I do not find it necessary to draw your attention to the fact that our plan is of greater security to the interests and protection of the rights of Great Britain than it is to us, and will necessarily be so whatever may happen, so that Great Britain may finally see her friends in that contentment and advancement which she is endeavouring to establish for them now, especially as her Allies being neighbours to us will be the germ of difficulties and discussion with which there will be no peaceful conditions. In addition to which the citizens of Beirut will decidedly never accept such dismemberment, and they may oblige us to undertake new measures which may exercise Great Britain, certainly not less than her present troubles, because of our belief and certainty in the reciprocity and indeed the identity of our interests, which is the only cause that caused us never to care to negotiate with any other Power but you. Consequently, it is impossible to allow any derogation that gives France, or any other Power, a span of land in those regions.


Hussein Ibn Ali, Sherif of Mecca

January 25, 1916

We take note of your remarks concerning the Vilayet of Bagdad, and will take the question into careful consideration when the enemy has been defeated and the time for peaceful settlement arrives.

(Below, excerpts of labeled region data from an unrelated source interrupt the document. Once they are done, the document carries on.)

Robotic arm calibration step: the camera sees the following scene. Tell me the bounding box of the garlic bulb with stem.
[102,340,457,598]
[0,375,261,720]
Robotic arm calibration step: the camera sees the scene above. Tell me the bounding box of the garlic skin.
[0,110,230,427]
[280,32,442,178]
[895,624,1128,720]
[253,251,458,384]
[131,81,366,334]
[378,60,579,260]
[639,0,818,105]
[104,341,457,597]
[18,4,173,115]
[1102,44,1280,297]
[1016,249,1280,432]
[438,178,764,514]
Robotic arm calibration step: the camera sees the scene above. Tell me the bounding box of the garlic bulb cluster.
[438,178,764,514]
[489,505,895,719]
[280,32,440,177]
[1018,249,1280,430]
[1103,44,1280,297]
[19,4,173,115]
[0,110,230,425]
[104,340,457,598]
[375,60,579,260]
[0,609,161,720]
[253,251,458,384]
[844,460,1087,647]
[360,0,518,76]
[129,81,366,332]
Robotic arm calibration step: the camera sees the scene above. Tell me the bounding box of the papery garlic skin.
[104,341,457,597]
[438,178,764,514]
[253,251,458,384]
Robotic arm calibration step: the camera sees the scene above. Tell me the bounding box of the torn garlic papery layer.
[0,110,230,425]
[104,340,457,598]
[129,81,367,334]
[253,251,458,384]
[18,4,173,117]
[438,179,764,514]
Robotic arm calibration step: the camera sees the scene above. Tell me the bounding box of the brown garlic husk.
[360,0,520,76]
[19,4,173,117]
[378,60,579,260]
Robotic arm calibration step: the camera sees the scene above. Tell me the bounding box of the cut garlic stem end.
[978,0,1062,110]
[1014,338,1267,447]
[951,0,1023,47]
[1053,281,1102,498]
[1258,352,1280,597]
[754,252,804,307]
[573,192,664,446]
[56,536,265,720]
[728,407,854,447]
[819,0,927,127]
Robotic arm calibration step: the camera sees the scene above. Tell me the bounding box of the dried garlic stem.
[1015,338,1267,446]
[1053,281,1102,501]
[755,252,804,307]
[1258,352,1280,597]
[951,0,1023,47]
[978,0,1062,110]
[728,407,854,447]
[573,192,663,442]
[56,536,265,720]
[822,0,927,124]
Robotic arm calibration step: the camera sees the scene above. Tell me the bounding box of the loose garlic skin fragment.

As regards the northern parts, we note with satisfaction your desire to avoid anything which might possibly injure the alliance of Great Britain and France. It is, as you know, our fixed determination that nothing shall be permitted to interfere in the slightest degree with our united prosecution of this war to a victorious conclusion. Moreover, when the victory has been won, the friendship of Great Britain and France will become yet more firm and enduring, cemented by the blood of Englishmen and Frenchmen who have died side by side fighting for the cause of right and liberty.